Top lawyers from common law jurisdictions, including Britain, operate in the city or are instructed by companies and individuals there.
Now, a major law firm with a presence in Asia has been frozen out.
Essex Court Chambers did not respond to requests for comment. The firm boasts some 90 barristers and has a Singapore office.
Searches on Hong Kong court system shows some of its top litigators — known as QCs — have taken on cases in Hong Kong in the last few years.
The London office for Lawrence Collins, a former UK Supreme Court judge who currently sits on Hong Kong’s top Court of Final Appeal, is also registered to the same address as Essex Court Chambers.
Beijing’s sanctions statement did not detail what specifically the firm had done to warrant inclusion.
But last month four members of the chamber published a legal opinion that China’s actions in Xinjiang constituted “crimes against humanity” after being instructed by rights groups.
– ‘Clumsy threat’ –
The punishment of an entire chamber sparked alarm, especially in Britain.
Barristers are self-employed and join chambers to share office and administration costs.
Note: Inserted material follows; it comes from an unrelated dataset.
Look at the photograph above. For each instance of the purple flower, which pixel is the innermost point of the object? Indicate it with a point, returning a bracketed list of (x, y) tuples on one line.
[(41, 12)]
They have no control over what cases their colleagues take.
David Anderson, a senior British barrister at a rival firm, described Essex Court Chambers staff as “some of the most distinguished international lawyers in the world”.
“Its members are all self-employed independent barristers, who will not be intimidated into silence by clumsy threats of this kind,” he told AFP.
“By severing contact with some of the world’s top experts in international law, the Chinese regime condemns itself.”
Julian Ku, an international law expert at New York’s Hofstra University, said Beijing may not have realised how precedent-setting the inclusion of an entire international law firm could be.
“I get the feeling the UK sanctions were drawn up in haste and without much careful consideration in China, which might explain why Essex Court Chambers as a whole was sanctioned,” he told AFP.
Hong Kong and Beijing have dismissed concerns about the city’s legal hub status.
But doubts are becoming more vocal, especially after Beijing imposed a sweeping national security law that grants the mainland jurisdiction in some cases.
Chinese leaders have made clear they expect all those involved in running Hong Kong — including judges — to be “staunch patriots”.
And the Hong Kong Bar Association has been repeatedly slammed by Chinese state media for voicing concerns over the rule of law.
Britain is currently reviewing whether to continue sending judges to sit on Hong Kong’s top court.
Schona Jolly, a barrister on the UK’s Bar Human Rights Committee, called Beijing’s targeting of Essex Court Chambers “maladroit and self-defeating”.
“Such a misstep only sharpens the attention of the world on the plight of those in Xinjiang, and heightens the perception that the commitment of the Chinese state to the rule of law, including in Hong Kong, is unstable and hollow,” she told AFP.